X
Business

Making sense of VRM

For many months, I have been reading the Project VRM list hosted by Doc Searls and Harvard. The putative Bill of Rights for Users of the Social Web has addressed this challenge, as well, but misses in ways similar to VRM, because of the implicit relationships between social web service providers and their customers.
Written by Mitch Ratcliffe, Contributor

For many months, I have been reading the Project VRM list hosted by Doc Searls and Harvard. The putative Bill of Rights for Users of the Social Web has addressed this challenge, as well, but misses in ways similar to VRM, because of the implicit relationships between social web service providers and their customers.

A posting today on the Project VRM list by Alan Mitchell of the Buyer Centric Commerce Forum finally clarified for me the problem I have repeatedly run up against when trying to fit the Vendor Relationship Management into a social nomenclature. Alan writes:

When push comes to shove, the terms of vendor-customer relationships are either designed around the vendor’s value agenda (buy me!) or they serve the individual’s value agenda – is this the best decision for my life, circumstances, priorities etc?

However you cut it, you can’t avoid the fact that for the individual, value is defined by an improved ability to make and implement better decisions. Personal decision-making purposes and processes are the heart of the issue: everything we do follows from this.

The ‘R’ word in abstract simply skates over this elephant in the room as if it doesn’t exist. This doesn’t benefit anybody in the long run.

Ideally, in the scenarios Doc has laid out along the way, the vendor only comes calling when the customer raises a flag indicating a desire unfulfilled. That would work if life were like an economics textbook's description of rational decisions made in a market with perfect information. Instead, folks' attention is captured by something and they usually buy without doing any research. So, VRM is merely filling the gap between those that are satisfied with the information at hand and those that desire to negotiate or find a better deal.

Yet all these transactions take place in a continuum with our social behavior, which involves many roles and channels of communication that may serve as a catalyst to a transaction. Alan put it well: "The 'R' word in abstract simply skates over this elephant in the room as it it doesn't exist."

The problem in the extant social economy of information, both online and off, is that nothing personal is out of bounds of business interests, to the degree that we (the people formerly known as the audience) are not able to define the relationship and are forced to become "the customer" before we even want to be a customer.

The project I am currently working on focuses on what my team and I believe is essential to sustaining the difference between a social relationship and a commercial one: the control of personal information across many sites and relationships. Given that control, which is multi-directional and multi-faceted, which allows for a variety of types of relationships, we expect a lot of different forms of commercial interaction will be forged, as well as a richer variety of social relationships than the Web currently supports due to the emphasis on advertising as business model.

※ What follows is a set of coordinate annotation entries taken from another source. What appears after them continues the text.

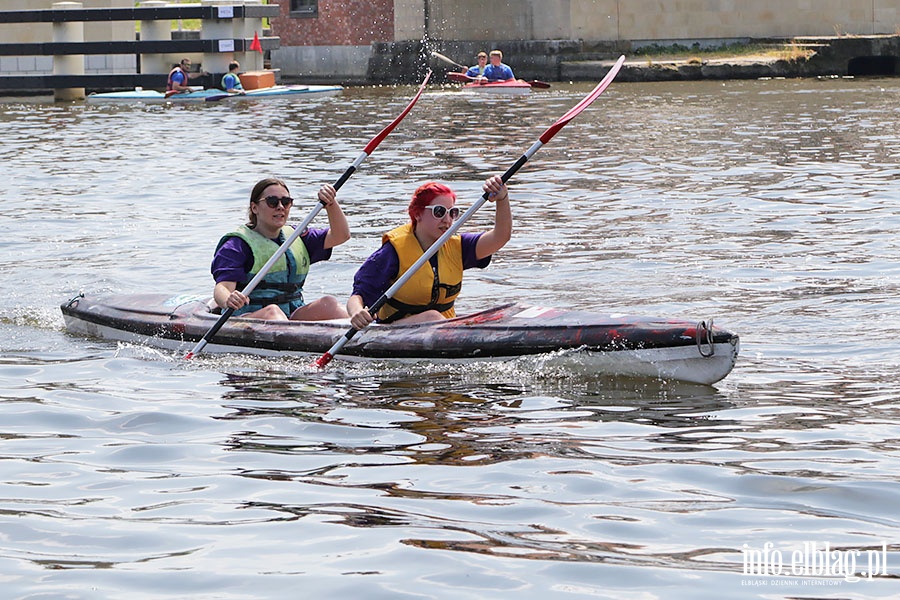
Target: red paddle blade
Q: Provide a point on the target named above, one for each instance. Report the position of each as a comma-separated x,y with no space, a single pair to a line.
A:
323,360
384,132
585,102
459,77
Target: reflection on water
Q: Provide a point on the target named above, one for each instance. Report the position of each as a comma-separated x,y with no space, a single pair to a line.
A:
769,205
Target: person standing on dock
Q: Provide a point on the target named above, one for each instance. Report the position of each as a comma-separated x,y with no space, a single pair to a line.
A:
497,71
231,82
477,71
180,76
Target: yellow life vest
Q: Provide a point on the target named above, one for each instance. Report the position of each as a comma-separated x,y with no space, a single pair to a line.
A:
434,288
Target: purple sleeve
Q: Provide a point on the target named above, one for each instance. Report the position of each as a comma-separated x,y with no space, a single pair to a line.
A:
374,277
315,244
230,260
469,241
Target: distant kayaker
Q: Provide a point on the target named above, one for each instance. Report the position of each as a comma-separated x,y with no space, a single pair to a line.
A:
477,72
180,76
231,82
429,295
242,253
497,71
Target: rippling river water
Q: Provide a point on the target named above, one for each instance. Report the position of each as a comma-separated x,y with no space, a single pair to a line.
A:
771,206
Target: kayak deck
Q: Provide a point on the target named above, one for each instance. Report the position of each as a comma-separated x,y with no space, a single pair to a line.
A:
620,344
499,87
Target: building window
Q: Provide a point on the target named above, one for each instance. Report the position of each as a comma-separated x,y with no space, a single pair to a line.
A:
304,8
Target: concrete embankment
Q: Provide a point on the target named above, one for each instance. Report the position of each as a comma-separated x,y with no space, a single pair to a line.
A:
877,55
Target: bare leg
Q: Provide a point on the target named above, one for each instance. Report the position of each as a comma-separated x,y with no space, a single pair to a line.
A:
272,312
424,317
323,309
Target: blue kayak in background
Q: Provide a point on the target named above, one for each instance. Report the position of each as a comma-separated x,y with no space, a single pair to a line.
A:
215,95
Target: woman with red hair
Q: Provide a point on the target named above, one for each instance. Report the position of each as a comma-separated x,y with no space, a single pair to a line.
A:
429,294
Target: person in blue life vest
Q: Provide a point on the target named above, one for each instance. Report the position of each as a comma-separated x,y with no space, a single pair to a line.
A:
180,76
241,254
231,82
477,71
429,295
497,71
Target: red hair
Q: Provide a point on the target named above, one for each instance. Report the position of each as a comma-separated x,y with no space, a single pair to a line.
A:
423,196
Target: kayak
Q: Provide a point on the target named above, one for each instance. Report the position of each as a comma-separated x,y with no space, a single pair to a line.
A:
215,95
619,345
517,87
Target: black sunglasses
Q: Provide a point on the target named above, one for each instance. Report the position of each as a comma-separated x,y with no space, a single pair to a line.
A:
439,211
273,201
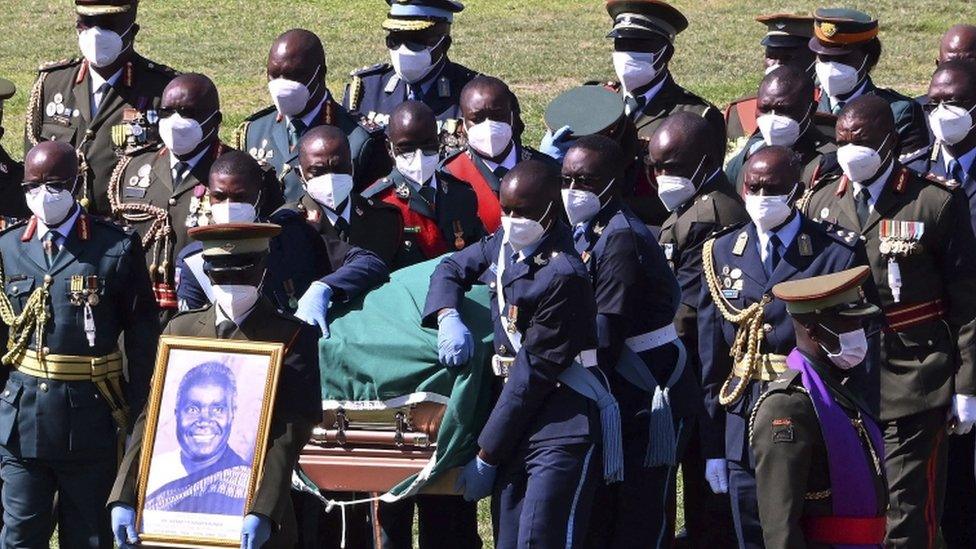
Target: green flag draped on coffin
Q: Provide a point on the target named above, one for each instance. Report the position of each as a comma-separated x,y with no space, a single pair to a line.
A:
380,358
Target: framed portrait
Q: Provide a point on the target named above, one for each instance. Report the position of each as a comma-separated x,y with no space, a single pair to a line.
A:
207,424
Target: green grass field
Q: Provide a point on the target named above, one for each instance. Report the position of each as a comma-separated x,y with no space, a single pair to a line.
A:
539,47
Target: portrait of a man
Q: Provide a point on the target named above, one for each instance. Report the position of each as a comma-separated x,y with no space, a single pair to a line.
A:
205,475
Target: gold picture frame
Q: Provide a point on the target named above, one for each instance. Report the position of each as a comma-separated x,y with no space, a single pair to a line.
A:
182,528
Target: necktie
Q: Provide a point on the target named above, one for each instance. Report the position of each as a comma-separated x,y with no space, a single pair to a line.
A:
225,329
863,207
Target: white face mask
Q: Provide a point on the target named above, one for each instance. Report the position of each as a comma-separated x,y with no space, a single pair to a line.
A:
675,190
778,129
412,66
101,47
489,138
183,135
50,208
635,69
858,162
769,212
853,349
330,189
838,79
235,299
417,166
233,212
291,97
522,232
950,123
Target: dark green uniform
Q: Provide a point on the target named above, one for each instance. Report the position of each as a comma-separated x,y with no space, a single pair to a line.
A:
297,409
60,108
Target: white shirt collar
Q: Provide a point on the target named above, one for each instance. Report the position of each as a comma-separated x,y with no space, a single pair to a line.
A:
63,229
787,234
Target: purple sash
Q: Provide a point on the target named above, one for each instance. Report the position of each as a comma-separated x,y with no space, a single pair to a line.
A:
851,475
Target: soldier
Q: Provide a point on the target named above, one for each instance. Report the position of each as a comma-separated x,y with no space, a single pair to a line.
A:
305,273
818,448
418,37
105,103
75,286
538,452
236,258
438,212
636,297
786,42
492,148
847,47
743,335
923,258
786,117
160,191
297,83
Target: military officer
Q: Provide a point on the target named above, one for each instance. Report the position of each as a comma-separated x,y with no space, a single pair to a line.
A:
786,42
540,447
297,83
743,335
236,256
75,286
921,247
818,448
437,211
305,273
104,103
847,47
160,190
636,297
786,114
418,37
492,147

We believe the same information may be used in different circumstances for different types of relationships, and extracting the maximum value from that information depends on having it confidential in the new context. So, even if it has been shared before with someone, it should not be used in a different setting to elicit a transactional response, unless the customer wants it to be used that way.

Microsoft, or any of the other medical vendors out there working on this problem (look at WebMD and Emdeon, for example), will not solve this problem by creating a medical data silo, HIPAA notwithstanding. This is because the information about our medical or psychological health, for example, may be a powerful social anchor that moors us to a community, yet never becomes "public" for commercial purposes. We need to find ways to share that information selectively.

Neither will this problem be solved by building transactional silos in the midst of social fields. Both economic and social value flow over the same conduits, through the same information, so we need to focus on how and when that information may be shared as the basic unit of the problem VRM intends to solve.

I'm ultimately inclined to say that it is not a matter of putting the customer in charge, because that, too, defines a role that doesn't fully address the use of information in defining our relationships. No one in charge is the only answer, which is a big trick to pull off. The only way to accomplish this is to build systems that serve members first, before they become buyer or seller. It's a bigger social problem than VRM is fitted for.